The Night Boat by Robert McCammon
The Night Boat, Robert McCammon's third published novel, first appeared as a paperback original in 1980. Following on the heels of Baal and Bethany's Sin, it offered further proof that a writer of great narrative power and limitless potential--a writer who would achieve a significant position in modern popular fiction--had arrived.
The story begins with a vividly written prologue in which a German U-boat--sometimes known as an "Iron Coffin"--attacks an unsuspecting merchant vessel, and is itself attacked by a pair of Allied sub chasers. The action then shifts to the present day and to the idyllic Caribbean island of Coquina, where life is about to change in unimaginable ways. David Moore, a young man with a tragic and haunted past, is skin-diving in the waters off Coquina, searching for the salvageable remnants of shipwrecks. He accidentally detonates a long-unexploded depth charge, uncovering and releasing a submarine that has lain beneath those waters, virtually intact, for decades. The battered vessel that rises to the surface contains a bizarre and terrifying cargo that will transform a once peaceful island into a landscape of unrelenting nightmare.

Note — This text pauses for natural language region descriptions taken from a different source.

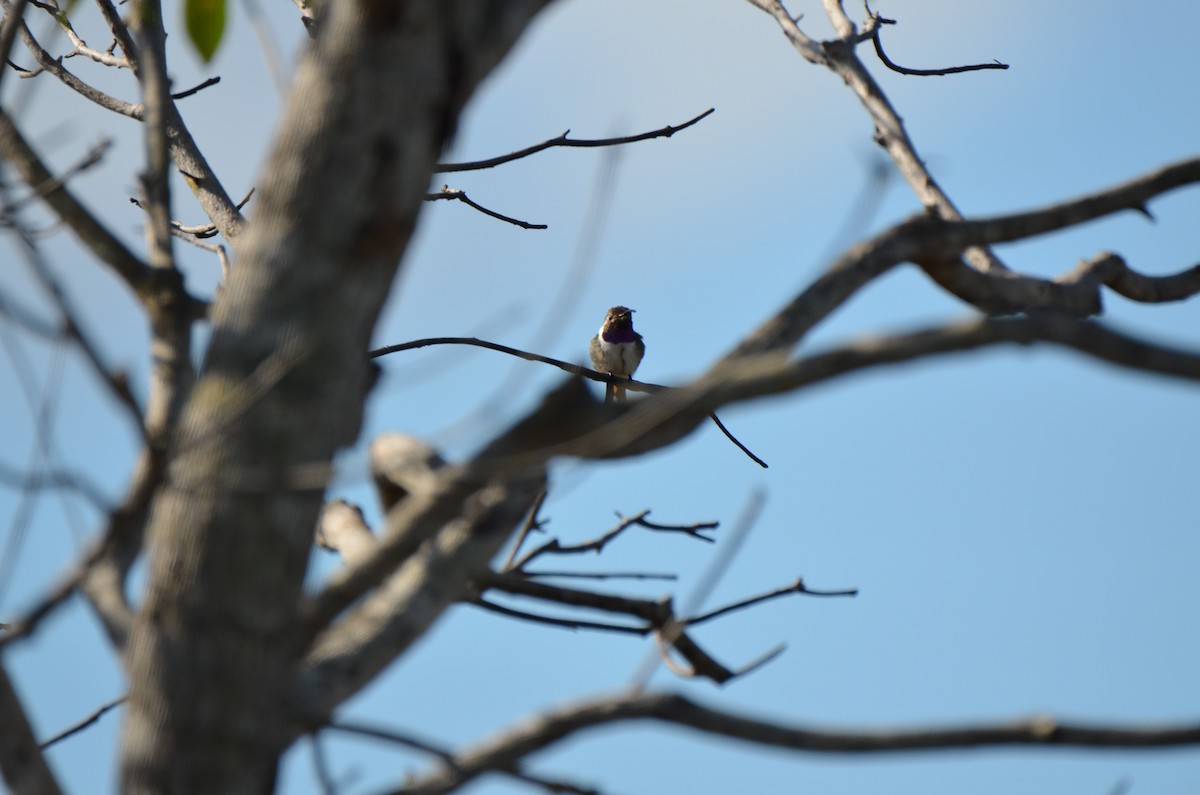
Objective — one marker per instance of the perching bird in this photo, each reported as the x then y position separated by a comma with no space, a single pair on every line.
617,348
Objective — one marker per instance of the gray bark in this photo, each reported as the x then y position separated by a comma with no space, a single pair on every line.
215,641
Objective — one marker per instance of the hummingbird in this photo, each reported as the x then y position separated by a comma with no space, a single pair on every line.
617,350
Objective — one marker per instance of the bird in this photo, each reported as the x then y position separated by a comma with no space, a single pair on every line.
617,350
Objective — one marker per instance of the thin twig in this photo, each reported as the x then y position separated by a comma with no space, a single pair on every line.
454,193
796,587
531,524
564,141
923,72
83,724
196,89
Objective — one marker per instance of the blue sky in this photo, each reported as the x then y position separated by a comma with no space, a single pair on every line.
1021,524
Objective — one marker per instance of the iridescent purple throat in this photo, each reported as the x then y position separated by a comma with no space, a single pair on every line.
618,335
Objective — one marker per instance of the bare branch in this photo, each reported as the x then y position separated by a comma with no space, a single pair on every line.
16,150
597,545
840,58
531,524
519,742
796,587
460,196
54,66
574,369
919,72
83,724
22,763
13,18
444,754
197,89
563,141
52,479
552,621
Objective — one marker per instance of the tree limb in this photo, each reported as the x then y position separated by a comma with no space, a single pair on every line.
564,141
532,735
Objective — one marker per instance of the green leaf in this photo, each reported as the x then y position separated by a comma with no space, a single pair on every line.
205,25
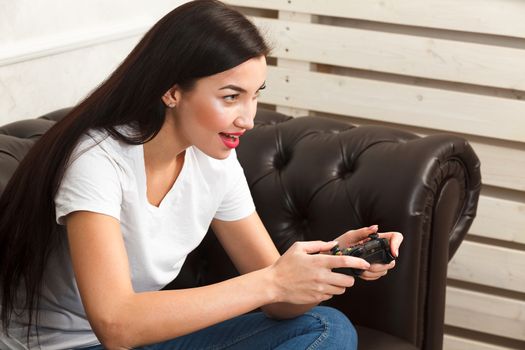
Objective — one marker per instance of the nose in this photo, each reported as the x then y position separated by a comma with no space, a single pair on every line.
246,116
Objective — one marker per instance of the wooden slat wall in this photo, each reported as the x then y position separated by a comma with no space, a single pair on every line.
425,66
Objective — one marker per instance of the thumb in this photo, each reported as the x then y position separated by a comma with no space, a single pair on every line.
313,247
363,233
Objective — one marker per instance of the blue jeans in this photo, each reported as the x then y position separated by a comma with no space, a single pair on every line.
320,328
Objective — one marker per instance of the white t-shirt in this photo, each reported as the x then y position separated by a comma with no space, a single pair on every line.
108,176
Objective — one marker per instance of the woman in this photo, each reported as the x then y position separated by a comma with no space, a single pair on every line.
102,212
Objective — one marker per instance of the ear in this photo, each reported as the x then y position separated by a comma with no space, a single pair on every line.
171,97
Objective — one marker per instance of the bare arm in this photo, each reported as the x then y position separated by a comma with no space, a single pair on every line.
122,318
250,247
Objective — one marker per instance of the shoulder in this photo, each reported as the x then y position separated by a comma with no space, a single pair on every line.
228,166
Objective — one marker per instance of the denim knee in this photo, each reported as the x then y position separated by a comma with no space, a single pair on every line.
339,332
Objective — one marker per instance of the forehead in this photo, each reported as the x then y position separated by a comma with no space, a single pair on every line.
249,75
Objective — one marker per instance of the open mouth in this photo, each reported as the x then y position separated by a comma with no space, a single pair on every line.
230,140
232,137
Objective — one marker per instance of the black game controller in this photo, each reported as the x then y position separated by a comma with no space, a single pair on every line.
375,251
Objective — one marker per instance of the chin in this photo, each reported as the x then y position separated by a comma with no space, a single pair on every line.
216,154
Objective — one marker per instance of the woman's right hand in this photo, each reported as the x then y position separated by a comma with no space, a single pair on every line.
301,276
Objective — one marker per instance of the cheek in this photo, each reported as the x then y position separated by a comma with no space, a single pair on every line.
213,115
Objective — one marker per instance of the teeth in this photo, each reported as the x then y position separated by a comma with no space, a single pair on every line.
233,137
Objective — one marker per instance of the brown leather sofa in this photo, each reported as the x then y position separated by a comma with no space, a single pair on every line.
315,178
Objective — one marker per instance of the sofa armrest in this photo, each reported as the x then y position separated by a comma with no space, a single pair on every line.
315,178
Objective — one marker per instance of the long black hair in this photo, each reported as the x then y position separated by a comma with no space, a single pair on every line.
195,40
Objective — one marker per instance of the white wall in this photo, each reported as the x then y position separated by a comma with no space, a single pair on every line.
52,53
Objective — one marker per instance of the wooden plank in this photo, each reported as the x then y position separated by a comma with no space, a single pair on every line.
489,265
500,219
451,342
293,64
397,103
485,313
430,58
502,165
497,17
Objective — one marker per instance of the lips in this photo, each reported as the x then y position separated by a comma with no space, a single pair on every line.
230,140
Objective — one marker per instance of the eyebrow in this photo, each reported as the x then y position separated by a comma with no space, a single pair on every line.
240,89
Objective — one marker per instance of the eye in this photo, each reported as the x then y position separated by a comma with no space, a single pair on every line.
259,91
231,98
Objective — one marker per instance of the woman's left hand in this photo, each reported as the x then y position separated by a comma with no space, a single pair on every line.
359,236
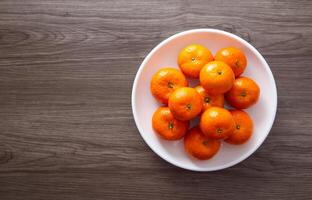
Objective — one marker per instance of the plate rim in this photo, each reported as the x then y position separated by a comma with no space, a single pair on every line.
205,30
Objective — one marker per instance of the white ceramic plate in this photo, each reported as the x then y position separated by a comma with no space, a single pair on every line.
165,54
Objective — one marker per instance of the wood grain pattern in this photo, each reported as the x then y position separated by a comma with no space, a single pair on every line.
66,72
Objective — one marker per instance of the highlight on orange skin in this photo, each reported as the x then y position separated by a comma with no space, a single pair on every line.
244,93
185,103
216,77
210,100
217,123
243,127
167,126
199,146
192,58
165,81
234,57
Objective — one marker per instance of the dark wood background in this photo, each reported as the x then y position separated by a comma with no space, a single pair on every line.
66,73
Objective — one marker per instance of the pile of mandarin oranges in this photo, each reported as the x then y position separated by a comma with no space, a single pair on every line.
220,80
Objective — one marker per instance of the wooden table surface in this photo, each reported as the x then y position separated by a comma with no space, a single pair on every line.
66,73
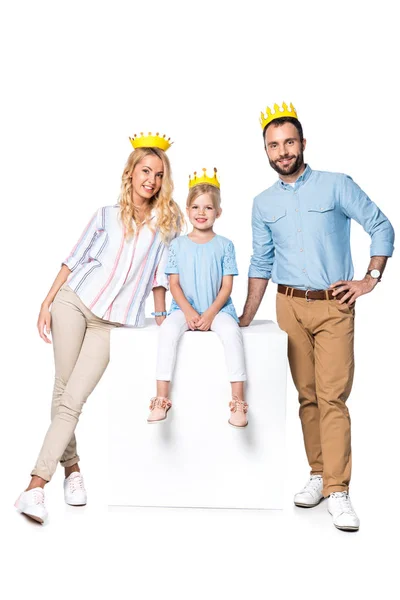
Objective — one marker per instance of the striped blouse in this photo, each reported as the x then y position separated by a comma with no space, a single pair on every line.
114,276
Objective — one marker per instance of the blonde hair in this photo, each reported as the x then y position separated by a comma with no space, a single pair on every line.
169,217
204,188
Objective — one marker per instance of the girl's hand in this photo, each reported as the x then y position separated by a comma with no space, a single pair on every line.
159,320
205,321
44,322
192,317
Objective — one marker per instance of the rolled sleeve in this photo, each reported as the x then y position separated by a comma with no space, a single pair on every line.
263,256
80,253
172,261
229,266
160,279
356,205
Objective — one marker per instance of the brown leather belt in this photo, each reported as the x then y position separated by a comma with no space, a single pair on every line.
309,294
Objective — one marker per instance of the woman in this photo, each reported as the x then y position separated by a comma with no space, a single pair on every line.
104,282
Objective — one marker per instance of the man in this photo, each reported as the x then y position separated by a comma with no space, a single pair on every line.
301,239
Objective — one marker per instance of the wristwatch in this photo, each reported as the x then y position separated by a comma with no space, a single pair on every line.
375,274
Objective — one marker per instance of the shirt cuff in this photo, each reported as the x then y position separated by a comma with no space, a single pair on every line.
382,249
256,273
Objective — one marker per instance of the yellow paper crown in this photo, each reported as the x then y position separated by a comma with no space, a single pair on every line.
150,141
204,179
279,112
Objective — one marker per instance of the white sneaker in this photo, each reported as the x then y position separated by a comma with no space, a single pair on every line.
311,494
344,517
31,504
74,490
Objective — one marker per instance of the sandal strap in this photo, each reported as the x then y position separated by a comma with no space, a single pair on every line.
160,402
238,405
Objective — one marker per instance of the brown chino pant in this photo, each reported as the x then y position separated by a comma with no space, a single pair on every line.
81,343
321,358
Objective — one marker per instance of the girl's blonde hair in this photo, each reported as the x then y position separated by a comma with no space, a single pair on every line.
169,217
204,188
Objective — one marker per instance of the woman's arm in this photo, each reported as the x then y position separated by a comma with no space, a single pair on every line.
159,302
191,315
209,315
44,319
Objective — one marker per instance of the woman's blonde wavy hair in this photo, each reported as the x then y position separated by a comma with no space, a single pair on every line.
169,217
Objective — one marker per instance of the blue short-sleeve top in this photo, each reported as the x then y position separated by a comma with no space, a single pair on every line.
201,268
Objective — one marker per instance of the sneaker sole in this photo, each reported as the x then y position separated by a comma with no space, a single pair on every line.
346,528
33,517
308,505
237,426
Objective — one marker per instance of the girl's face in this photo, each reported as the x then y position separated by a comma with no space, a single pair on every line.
202,213
147,178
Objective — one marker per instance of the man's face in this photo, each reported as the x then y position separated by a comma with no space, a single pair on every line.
284,149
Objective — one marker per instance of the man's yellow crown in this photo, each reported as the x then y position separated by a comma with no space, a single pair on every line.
204,179
150,141
277,114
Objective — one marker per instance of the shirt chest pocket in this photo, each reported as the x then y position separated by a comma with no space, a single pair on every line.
278,222
322,218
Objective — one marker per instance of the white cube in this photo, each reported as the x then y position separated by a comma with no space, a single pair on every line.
195,458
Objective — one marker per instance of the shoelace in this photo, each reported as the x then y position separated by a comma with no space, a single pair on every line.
38,498
76,483
344,502
160,402
312,484
238,405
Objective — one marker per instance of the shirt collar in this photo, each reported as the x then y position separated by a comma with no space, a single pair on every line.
299,181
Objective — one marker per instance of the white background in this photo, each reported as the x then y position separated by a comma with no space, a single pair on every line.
77,79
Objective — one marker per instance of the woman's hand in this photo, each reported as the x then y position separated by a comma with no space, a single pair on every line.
44,322
206,320
192,317
159,320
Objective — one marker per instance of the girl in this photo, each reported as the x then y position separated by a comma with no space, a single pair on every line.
104,282
201,267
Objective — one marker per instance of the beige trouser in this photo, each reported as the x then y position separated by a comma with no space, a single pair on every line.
321,358
81,343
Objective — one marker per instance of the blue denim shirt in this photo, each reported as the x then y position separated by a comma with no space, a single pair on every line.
301,234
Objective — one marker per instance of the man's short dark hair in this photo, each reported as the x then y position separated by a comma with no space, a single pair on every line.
281,121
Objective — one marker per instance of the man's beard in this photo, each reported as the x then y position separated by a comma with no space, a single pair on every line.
295,167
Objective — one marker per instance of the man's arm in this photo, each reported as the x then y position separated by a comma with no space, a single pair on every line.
260,266
355,288
356,205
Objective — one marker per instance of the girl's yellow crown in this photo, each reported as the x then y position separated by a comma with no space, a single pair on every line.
151,141
277,114
204,179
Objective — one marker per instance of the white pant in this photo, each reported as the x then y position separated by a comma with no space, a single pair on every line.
224,326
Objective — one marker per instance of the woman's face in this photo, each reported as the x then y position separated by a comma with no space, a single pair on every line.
147,178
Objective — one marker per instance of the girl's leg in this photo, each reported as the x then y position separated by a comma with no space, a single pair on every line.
170,332
90,365
231,337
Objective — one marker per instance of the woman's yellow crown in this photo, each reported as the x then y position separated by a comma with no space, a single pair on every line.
277,114
204,179
151,141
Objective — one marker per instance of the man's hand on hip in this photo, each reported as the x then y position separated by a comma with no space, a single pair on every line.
353,289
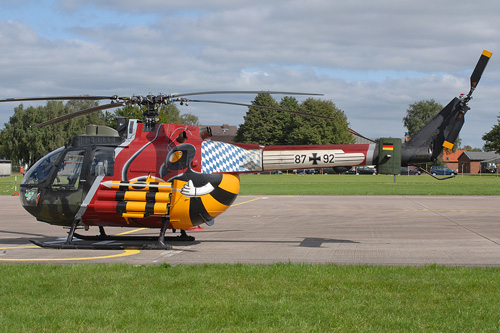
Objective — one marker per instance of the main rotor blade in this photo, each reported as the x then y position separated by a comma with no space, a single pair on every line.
224,92
480,66
58,98
261,107
79,113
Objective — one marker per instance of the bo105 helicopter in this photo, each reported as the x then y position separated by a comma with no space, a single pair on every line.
169,176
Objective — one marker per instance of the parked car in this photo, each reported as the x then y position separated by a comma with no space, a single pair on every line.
408,171
365,170
440,170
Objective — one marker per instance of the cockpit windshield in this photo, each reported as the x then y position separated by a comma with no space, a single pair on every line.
40,171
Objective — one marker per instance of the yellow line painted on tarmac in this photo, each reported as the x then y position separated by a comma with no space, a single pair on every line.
124,254
241,203
130,231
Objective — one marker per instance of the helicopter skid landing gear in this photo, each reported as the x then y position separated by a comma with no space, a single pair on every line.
107,242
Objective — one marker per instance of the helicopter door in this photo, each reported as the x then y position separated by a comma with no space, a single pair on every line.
65,193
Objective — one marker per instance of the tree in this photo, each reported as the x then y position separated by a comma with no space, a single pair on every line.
23,143
418,114
272,127
311,130
492,138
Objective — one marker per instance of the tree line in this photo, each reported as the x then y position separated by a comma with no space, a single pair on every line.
22,143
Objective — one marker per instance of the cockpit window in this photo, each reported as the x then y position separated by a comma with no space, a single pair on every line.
68,175
103,163
40,171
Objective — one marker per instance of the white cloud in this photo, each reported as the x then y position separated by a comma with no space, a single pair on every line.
372,59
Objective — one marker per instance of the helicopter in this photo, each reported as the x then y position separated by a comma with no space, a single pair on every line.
171,176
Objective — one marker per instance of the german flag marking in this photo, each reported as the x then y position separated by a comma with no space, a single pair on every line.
448,145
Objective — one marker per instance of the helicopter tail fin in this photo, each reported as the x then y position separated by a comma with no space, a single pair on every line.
442,131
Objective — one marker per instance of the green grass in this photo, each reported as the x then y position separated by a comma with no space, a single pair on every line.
281,297
368,185
7,184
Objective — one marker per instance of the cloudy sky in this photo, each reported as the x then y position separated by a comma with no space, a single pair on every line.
371,58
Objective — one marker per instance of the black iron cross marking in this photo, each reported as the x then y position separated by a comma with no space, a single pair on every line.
315,159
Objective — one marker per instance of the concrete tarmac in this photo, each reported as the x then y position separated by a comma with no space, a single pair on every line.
373,230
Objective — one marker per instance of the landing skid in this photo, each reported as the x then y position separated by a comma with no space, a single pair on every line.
108,246
182,237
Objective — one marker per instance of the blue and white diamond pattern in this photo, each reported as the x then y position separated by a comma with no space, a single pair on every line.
225,157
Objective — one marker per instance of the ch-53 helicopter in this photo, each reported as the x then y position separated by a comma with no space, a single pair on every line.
168,176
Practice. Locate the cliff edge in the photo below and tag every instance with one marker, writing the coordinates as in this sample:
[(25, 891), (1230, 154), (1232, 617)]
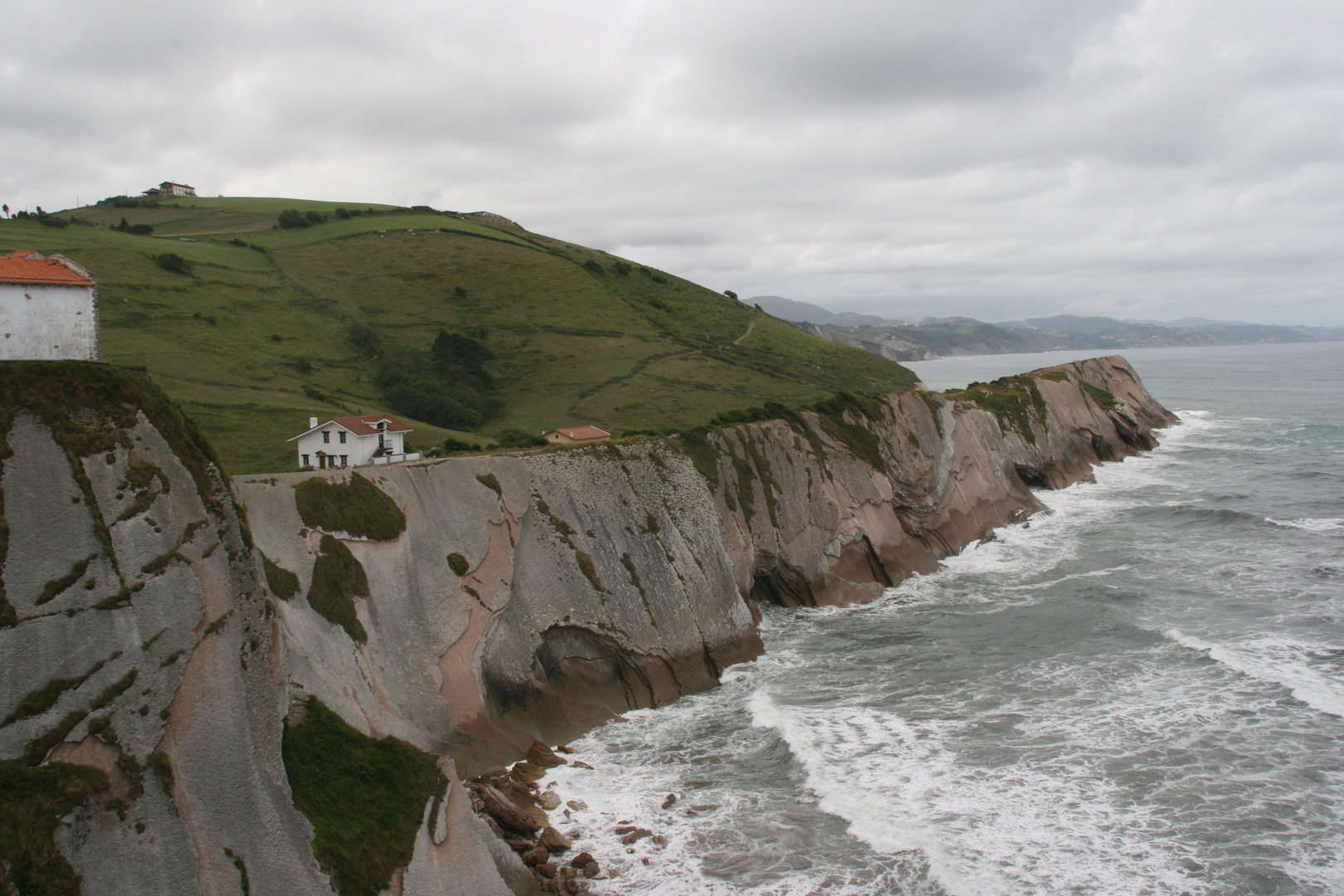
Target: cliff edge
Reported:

The Night Boat is a story of cannibalism, ancient voodoo curses, and shambling, undead entities filled with a bottomless rage and an equally bottomless hunger. But it is also the story of a past that refuses to die, that lies in wait just beneath the surface of the unsuspecting present. Furiously paced and viscerally frightening, this horrific early gem is both an outstanding entertainment in its own right and a harbinger of the masterpieces to come.